約束の恋-良樹と奈穂-

[16] クリスマスの告白未遂
12月。
長浜美彩輝と三谷新斗の提案で、クリスマスパーティーが開催されることになった。
「たまにはみんなで楽しもうって! 良樹も来るって言ってたよ?」
「……うん、分かった」
最近まともに話せていない良樹と、久しぶりに会えるかもしれない。
そう思うと、少しだけ胸が弾んだ。
しかし――
当日、良樹がパーティーに来たのは遅かった。
「……ごめん、編集が長引いて」
時計を見ると、もう夜9時を回っている。
(また映画か)
分かっていた。
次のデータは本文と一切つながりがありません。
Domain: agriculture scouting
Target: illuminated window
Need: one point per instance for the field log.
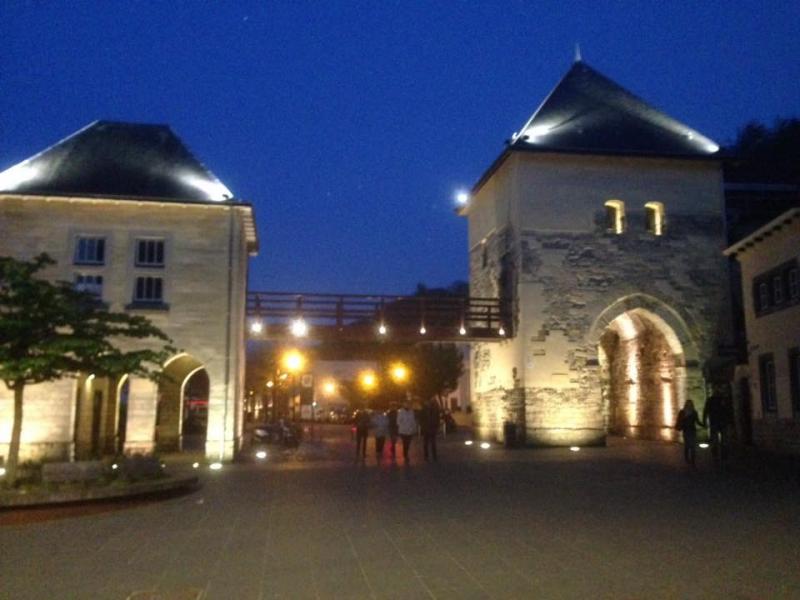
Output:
(794, 284)
(615, 216)
(777, 289)
(92, 284)
(149, 253)
(90, 251)
(148, 289)
(766, 368)
(654, 217)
彼にとって映画は大事なもの。
でも、心のどこかで「それよりも私を優先してほしい」と思ってしまった。
パーティーの後、皆が帰る準備をしていると、良樹が奈穂を呼び止めた。
「……ちょっと話せるか?」
「……うん」
2人で、少しだけ歩く。
吐く息が白くなるほど寒い夜だった。
「奈穂」
「……なに?」
良樹はしばらく黙っていた。
やっと会えたのに、何を話せばいいのか分からない。
「……あと3ヶ月で、この関係も終わるな」
「……」
奈穂は、ギュッと手袋の上から指を握りしめた。
「……ねえ、良樹」
「……ん?」
言おうとした。
「この関係、続けない?」と。
でも、その言葉を飲み込んだ。
(今言ったら、全部壊れそうな気がする)
代わりに、笑ってみせる。
「うん、あと3ヶ月だね」
「……そうだな」
互いの心にあった本当の気持ちは、
そのまま冬の空へと消えていった。